The increase in the rate of pumping of inert gases and the elimination of argon instability during pump operation is ensured by the fact that due to the transparency of the anode, a part of the material sprayed from the cathodes, earlier in pumps with continuous anode falling on the anode and not participating in pumping inert gas, falls collector. Here, the part of ions that is drawn from the discharge is also collected. When striking the surface of the collector, ions sputter its material; however, with the proposed arrangement of pump cell elements, the spraying predominates over spraying, therefore the inner surface of the collector is the place of pure getter getter spraying. When entering the collector, the ions are immured by the sprayed material, therefore, the internal surface of the collector forms additional gas pumping points, the rate of pumping of the inert gas increases, and the argon instability disappears when the pump is operating.

1) the elements of the anode are made of compact sheet titanium with a thickness of 0.2 mm, they have the shape of a hollow cylinder with an outer diameter of 20 mm, a height of 7 mm and are placed at a distance of 6 mm from each other;

2) collectors are made of compact titanium with a thickness of 0.1 mm, they have the shape of a hollow cylinder with an outer diameter of 24 mm and a height of 10 mm;

0 3) the cathodes are made of compact sheet titanium with a thickness of 0.5 mm, they have the shape of a square with a side of 47 mm and rounded corners. The cathodes are located at a distance of 2 mm from the anode block. The elements of the anode block are connected with each other by U-shaped brackets, the collectors are fastened to each other and directly to the case, and the cathodes are attached to the case by means of spot welding.

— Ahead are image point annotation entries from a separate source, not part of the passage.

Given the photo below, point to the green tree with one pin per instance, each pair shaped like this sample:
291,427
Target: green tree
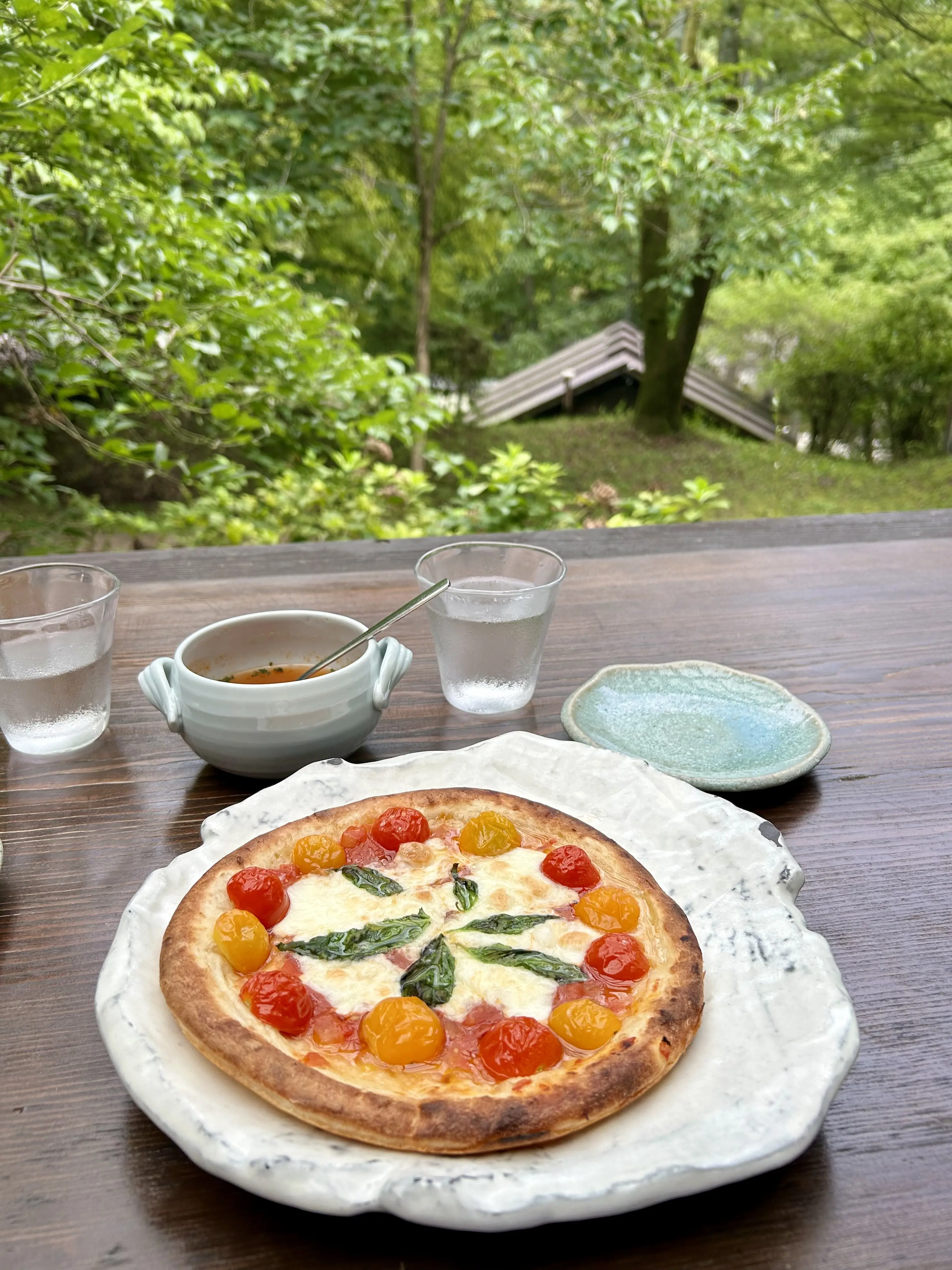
369,113
141,319
647,124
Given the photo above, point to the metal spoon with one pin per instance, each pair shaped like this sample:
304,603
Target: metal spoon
423,599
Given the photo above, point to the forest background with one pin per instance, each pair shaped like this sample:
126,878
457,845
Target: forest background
258,256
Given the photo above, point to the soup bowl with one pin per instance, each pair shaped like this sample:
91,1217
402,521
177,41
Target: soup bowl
272,729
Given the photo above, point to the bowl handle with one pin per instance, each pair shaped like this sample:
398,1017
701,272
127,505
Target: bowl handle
155,683
394,667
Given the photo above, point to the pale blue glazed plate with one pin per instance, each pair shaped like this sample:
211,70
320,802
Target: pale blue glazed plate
717,728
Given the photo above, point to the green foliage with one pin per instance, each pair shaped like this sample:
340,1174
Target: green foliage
760,479
347,497
353,497
511,492
141,315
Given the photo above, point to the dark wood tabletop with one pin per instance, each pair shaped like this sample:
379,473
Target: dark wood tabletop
852,614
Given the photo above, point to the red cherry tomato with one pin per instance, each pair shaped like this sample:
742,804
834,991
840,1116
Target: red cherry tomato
520,1047
279,1000
617,959
400,825
572,867
261,892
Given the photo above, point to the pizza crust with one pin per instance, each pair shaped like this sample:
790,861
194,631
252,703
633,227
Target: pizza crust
419,1109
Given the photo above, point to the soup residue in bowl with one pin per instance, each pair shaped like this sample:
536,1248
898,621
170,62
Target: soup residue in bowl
273,673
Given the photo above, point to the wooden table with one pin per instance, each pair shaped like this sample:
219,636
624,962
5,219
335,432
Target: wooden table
853,614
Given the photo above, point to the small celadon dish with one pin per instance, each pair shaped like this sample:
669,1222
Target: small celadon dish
717,728
272,729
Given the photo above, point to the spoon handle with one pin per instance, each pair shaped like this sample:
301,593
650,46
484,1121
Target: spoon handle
417,603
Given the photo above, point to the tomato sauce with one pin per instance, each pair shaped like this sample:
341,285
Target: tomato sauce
273,673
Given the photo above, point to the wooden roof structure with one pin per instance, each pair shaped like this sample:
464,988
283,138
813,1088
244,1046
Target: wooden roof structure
589,364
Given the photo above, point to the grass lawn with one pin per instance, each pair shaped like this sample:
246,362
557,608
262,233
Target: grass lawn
760,478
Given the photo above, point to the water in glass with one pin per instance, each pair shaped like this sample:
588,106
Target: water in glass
488,652
54,704
56,638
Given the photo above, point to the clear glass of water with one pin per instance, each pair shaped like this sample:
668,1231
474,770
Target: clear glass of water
490,625
56,647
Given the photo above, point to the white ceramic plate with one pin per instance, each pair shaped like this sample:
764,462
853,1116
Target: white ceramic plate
777,1037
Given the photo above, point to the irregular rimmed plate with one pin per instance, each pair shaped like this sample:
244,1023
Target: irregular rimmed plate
777,1038
717,728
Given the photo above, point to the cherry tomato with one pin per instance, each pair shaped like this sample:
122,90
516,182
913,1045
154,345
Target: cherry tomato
316,851
584,1023
402,1030
609,908
617,958
279,1000
400,825
261,892
572,867
489,835
242,940
520,1047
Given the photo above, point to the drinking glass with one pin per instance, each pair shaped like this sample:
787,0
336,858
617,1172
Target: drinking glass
56,644
490,625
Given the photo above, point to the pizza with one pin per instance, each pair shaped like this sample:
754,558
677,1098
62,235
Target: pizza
445,971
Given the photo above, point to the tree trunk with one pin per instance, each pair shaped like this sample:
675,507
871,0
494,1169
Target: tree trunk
657,412
658,407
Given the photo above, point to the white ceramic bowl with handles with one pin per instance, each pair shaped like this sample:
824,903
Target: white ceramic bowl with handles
272,729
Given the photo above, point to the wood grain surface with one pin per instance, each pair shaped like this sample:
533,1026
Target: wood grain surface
861,628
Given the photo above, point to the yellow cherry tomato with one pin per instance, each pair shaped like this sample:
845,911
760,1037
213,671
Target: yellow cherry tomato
402,1030
242,940
584,1023
609,908
489,835
316,853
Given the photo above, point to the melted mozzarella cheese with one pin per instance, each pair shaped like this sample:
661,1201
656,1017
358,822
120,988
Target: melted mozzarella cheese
512,883
352,987
329,902
514,993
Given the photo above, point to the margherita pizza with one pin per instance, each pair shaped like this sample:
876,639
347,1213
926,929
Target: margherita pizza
447,971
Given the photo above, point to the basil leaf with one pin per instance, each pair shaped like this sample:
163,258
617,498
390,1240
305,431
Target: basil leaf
525,959
507,924
364,940
432,977
465,890
369,879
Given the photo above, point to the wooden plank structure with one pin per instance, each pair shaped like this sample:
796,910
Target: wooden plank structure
612,355
865,608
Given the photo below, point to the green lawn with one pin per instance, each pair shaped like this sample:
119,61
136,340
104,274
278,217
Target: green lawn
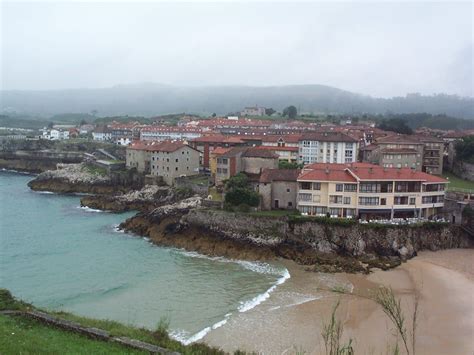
21,335
456,182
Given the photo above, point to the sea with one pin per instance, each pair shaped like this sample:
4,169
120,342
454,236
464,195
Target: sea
59,256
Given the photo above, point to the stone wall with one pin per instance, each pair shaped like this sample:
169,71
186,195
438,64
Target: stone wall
353,240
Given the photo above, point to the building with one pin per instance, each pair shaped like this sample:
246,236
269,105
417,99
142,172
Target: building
55,134
102,133
369,191
250,160
172,159
278,188
327,147
253,111
161,133
422,153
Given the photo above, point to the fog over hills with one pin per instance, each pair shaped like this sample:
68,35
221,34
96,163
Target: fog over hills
154,99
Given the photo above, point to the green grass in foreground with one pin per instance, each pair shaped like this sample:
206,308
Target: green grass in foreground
457,182
21,335
35,337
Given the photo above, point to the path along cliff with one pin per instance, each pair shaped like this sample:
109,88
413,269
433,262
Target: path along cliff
323,244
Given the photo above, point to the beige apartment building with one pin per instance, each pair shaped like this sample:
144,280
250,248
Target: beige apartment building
168,159
369,191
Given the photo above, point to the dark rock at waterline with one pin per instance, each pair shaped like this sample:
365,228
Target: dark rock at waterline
329,248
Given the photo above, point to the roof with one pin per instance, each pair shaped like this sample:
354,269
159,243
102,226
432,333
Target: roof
400,139
164,146
256,152
399,151
276,149
364,172
328,137
269,175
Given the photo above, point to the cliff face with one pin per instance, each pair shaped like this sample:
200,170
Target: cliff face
329,247
78,178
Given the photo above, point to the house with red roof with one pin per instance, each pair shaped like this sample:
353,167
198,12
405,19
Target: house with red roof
369,191
166,159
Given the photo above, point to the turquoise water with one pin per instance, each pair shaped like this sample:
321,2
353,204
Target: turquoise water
57,255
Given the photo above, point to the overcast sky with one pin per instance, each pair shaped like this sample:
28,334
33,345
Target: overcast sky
377,49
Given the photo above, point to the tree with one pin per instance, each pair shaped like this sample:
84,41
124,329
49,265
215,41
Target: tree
397,125
269,111
290,111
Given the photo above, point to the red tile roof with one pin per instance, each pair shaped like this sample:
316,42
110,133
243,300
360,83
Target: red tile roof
328,137
364,172
269,175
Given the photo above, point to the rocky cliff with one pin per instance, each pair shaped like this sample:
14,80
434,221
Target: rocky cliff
324,246
81,178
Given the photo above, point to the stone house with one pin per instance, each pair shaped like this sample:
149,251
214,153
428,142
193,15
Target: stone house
278,188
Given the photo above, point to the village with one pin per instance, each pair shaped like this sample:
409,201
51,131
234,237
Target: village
344,170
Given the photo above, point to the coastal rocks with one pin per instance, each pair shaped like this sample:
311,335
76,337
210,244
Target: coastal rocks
72,178
145,199
84,178
328,247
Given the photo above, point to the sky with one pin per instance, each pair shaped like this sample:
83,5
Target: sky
376,48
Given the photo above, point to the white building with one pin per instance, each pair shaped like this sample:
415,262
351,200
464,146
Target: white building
55,134
253,111
101,134
161,133
327,147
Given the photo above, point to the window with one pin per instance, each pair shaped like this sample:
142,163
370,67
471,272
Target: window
369,201
350,187
305,186
304,197
335,199
400,200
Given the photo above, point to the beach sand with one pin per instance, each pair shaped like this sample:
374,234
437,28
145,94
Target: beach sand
290,321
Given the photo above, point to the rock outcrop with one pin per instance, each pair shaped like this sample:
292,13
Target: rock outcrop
324,247
77,178
146,199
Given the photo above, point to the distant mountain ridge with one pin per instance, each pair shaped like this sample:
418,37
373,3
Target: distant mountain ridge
150,99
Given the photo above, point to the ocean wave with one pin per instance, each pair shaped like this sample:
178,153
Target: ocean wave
255,266
17,172
254,302
88,209
184,337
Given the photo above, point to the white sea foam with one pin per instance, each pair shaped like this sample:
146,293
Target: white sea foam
254,302
184,337
88,209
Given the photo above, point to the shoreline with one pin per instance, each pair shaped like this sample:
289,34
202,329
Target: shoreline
291,319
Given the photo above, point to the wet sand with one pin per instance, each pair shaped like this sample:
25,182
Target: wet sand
290,321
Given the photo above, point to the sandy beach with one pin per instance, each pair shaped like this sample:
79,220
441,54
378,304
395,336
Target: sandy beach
290,321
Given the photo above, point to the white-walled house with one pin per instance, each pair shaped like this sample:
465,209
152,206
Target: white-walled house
327,147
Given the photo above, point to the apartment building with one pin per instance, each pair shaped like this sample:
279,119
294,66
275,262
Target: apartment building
162,133
251,160
369,191
168,159
422,153
327,147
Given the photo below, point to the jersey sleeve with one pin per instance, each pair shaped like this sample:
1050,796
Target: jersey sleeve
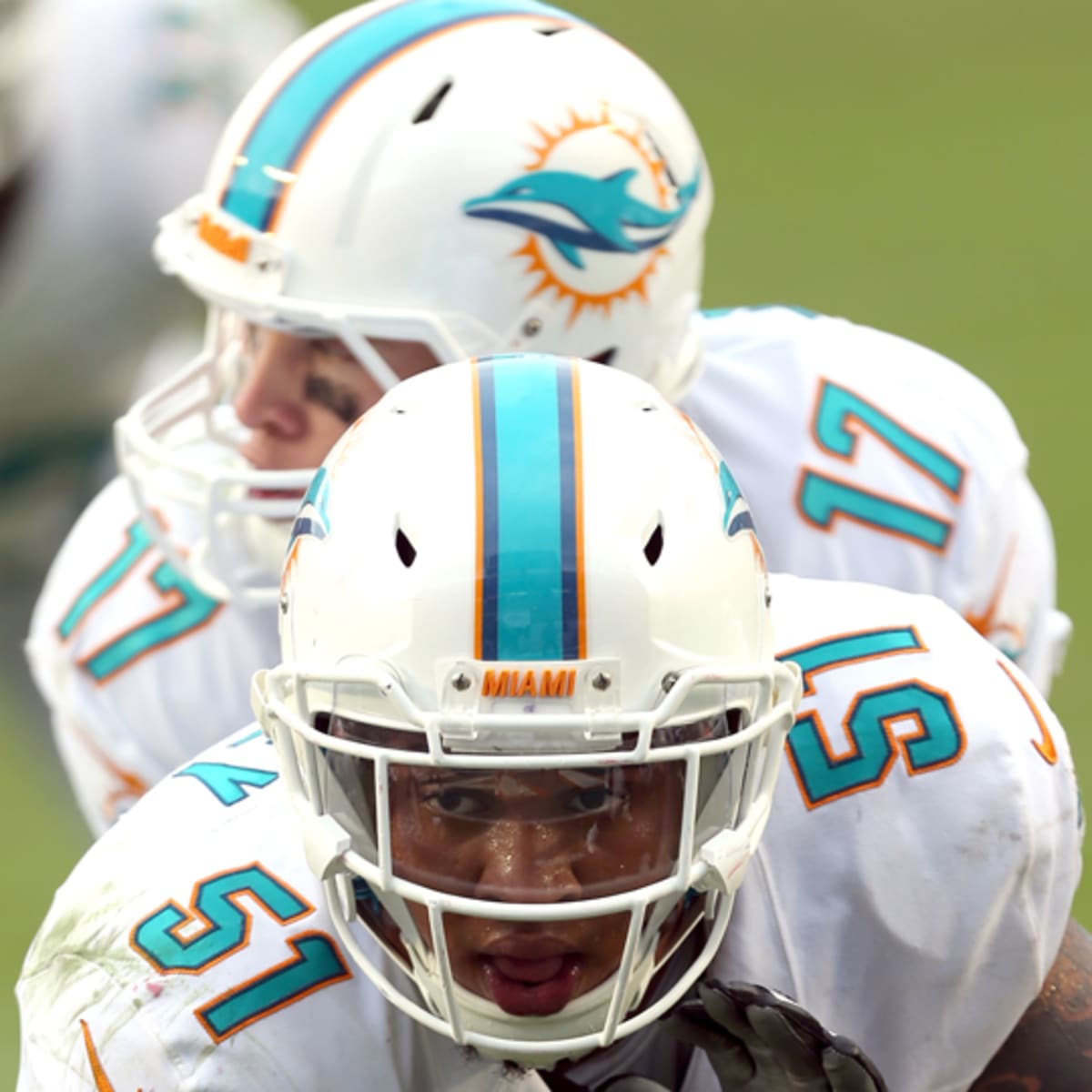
866,457
106,1046
918,868
139,669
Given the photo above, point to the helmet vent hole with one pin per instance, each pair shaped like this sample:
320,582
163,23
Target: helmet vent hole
654,546
408,552
426,113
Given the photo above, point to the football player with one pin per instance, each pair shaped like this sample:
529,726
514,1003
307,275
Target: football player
414,183
528,726
108,113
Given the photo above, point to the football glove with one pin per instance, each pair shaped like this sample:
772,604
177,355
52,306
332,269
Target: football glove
757,1038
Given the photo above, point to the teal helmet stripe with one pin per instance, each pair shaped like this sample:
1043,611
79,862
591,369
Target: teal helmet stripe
531,603
278,137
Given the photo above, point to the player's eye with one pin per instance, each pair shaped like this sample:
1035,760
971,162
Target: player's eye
604,798
339,399
458,802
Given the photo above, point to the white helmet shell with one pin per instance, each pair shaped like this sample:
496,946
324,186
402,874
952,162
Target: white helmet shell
527,563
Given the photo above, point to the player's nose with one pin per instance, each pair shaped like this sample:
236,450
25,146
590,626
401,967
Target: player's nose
528,862
271,393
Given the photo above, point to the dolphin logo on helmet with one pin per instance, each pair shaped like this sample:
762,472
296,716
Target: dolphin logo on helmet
612,218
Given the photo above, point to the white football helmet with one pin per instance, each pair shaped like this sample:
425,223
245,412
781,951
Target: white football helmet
524,615
480,177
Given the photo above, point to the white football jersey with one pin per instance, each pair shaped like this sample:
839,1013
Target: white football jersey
911,890
140,670
774,382
866,457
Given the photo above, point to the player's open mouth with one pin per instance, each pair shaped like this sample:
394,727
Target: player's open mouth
293,495
531,987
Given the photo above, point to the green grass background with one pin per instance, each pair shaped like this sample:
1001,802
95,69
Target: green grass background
920,167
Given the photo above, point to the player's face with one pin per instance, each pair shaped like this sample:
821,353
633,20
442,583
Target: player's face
298,396
541,836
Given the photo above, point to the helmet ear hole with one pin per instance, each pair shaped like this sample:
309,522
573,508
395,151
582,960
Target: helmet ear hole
426,113
654,544
408,552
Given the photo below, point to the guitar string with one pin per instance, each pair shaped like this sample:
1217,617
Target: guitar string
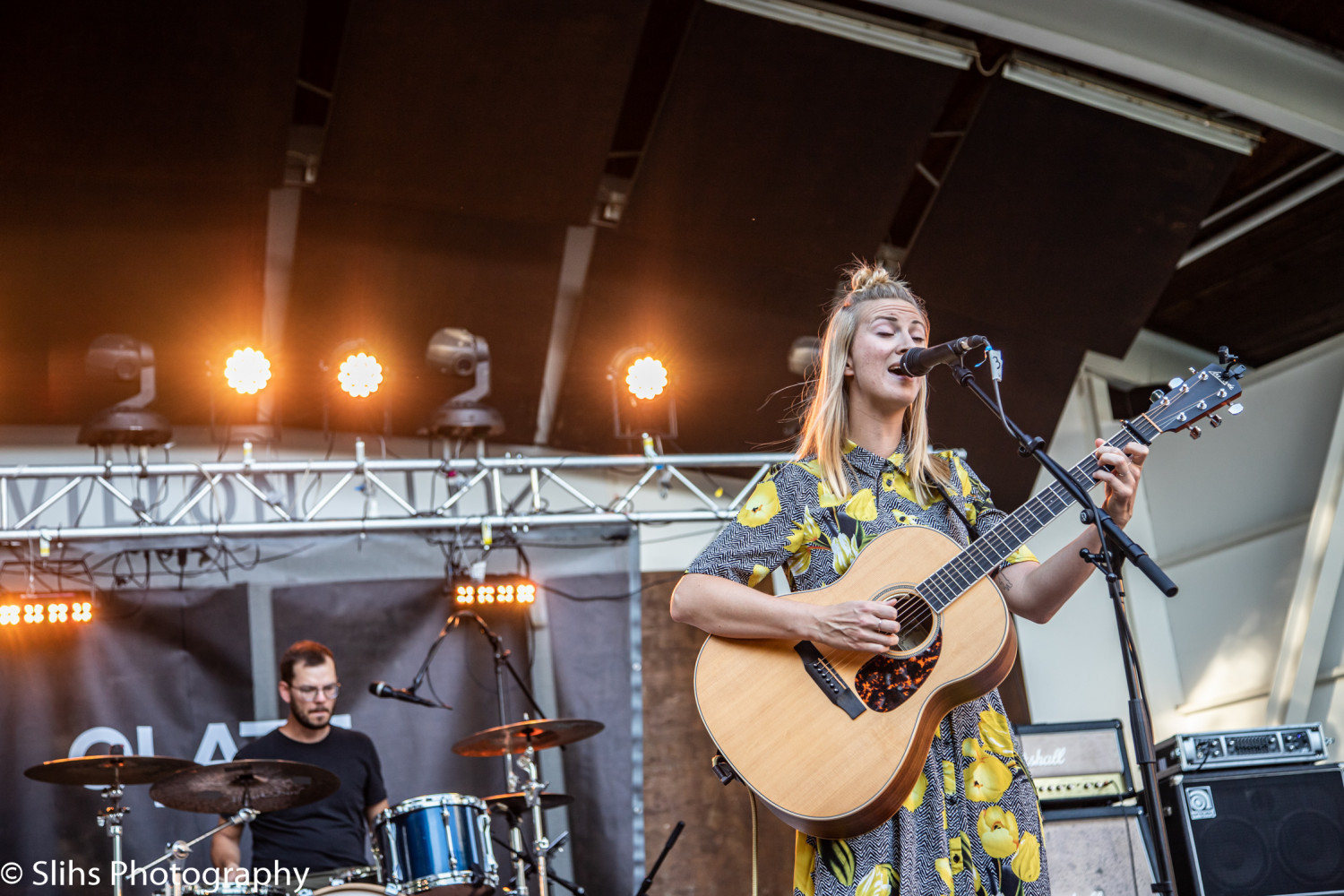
914,602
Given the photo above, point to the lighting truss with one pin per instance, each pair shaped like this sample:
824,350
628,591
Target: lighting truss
347,497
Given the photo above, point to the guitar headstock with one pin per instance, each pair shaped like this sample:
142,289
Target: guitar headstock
1198,397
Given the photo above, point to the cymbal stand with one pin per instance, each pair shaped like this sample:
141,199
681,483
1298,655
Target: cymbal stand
179,850
531,868
109,818
532,788
502,662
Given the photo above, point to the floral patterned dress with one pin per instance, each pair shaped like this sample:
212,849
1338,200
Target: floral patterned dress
972,823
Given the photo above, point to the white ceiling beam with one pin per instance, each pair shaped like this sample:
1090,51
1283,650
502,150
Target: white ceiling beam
1314,592
1187,50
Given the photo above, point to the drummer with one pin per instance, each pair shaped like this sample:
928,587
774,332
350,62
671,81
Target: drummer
327,834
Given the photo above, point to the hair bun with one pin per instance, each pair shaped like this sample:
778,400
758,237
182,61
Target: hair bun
865,276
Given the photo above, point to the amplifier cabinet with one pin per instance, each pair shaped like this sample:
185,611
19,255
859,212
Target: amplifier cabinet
1101,849
1077,763
1257,831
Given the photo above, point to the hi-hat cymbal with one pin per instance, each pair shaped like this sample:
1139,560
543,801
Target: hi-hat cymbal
516,802
263,785
540,734
108,770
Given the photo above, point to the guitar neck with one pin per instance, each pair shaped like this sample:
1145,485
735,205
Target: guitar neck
988,551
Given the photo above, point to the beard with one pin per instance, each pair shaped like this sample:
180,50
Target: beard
304,718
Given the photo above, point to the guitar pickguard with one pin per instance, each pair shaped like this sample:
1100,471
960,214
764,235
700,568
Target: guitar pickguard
884,683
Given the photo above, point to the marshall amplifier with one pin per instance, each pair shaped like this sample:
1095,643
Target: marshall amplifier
1257,831
1077,763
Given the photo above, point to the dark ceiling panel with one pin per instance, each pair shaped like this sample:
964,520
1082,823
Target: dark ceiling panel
156,91
179,268
777,156
392,277
1269,293
1062,214
500,109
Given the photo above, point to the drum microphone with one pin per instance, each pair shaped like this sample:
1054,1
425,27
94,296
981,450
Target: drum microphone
917,362
389,692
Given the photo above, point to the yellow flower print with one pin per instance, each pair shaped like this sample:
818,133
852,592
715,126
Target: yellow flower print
804,858
843,551
997,829
804,532
943,871
995,732
916,797
878,882
862,505
1026,864
986,777
761,506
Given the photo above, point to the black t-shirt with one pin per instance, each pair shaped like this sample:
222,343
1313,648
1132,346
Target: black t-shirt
328,833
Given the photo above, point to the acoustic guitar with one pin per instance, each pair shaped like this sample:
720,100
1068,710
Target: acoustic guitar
833,740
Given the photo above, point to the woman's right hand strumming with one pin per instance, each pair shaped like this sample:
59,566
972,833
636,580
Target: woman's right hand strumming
731,610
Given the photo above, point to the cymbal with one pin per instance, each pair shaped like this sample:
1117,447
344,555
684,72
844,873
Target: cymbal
542,734
108,770
516,802
263,785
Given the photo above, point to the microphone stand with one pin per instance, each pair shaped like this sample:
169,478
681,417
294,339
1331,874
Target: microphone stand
1115,547
531,763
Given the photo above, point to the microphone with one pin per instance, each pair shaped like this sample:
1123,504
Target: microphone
917,362
389,692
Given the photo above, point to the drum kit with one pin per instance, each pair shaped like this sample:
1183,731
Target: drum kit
437,844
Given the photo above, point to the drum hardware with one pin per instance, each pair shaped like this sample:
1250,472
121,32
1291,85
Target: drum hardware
115,771
182,849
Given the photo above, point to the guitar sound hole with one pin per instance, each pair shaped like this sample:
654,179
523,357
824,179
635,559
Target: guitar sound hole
916,616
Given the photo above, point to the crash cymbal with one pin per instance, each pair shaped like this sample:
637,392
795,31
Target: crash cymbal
263,785
516,802
108,770
542,734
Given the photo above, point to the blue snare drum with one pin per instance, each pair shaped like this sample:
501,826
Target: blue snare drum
437,844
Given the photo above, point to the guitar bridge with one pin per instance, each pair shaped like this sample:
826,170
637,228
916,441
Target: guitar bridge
825,677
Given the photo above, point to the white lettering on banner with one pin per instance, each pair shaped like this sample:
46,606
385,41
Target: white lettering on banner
217,737
1040,759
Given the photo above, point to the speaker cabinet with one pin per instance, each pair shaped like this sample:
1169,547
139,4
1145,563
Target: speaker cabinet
1102,849
1257,831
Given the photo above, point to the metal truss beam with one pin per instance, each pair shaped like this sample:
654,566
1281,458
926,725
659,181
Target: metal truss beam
290,498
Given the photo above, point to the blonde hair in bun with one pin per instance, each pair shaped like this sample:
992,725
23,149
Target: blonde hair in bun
825,425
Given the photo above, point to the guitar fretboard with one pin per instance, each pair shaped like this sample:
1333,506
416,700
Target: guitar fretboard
992,548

To determine the pumping speed of the pump, it is degassed at a temperature of 350-390 ° C and a vacuum of 10 10 torr in an exhaust pump with an oil diffusion pump without traps for 8 hours. Having established the pumping rate for nitrogen per cell at a magnetically magnetic field of 980 oersted and anode voltage of 5 kV is 0.25 l1 sec, the pumping rate for argon at

the same conditions, 12% of the pump’s pumping rate for nitrogen, while for a conventional flat cathode diode pump, the pumping rate of argon is 2–4% of the pumping rate for nitrogen. Argon instability in the pump operation is not observed when it pumps out pure argon at a pressure of 2 torr for 2 hours, while in a conventional pump under the same conditions argon instability occurs after 2 minutes

0 after turning on the pumps.

The pump of the proposed design is simple to manufacture, as it does not require the manufacture of complex configurations of pump elements,

5 for example, very narrow ribs on the cathodes (pumps with ribbed cathodes or some pumps of triode design). The service life of the pump is not reduced, a block designed for about, bottom voltage is required to power the pump. The pumping rate for nitrogen per unit magnetic flux of the proposed pump does not change as compared with a conventional flat cathode diode pump. However, with an increase in the number of cells, this speed will increase,

55 since, due to the gaps formed between the anode elements and the collectors, the possibility of accessing the pumped gas to the discharge areas separate from the entrance increases.

so that, in order to increase the speed of pumping out and / not of gas, each cell of the anode is made of two coaxial cylinders pushed against each other, and an electrode is installed around the gap between the cylinder and electrically connected to the cathode.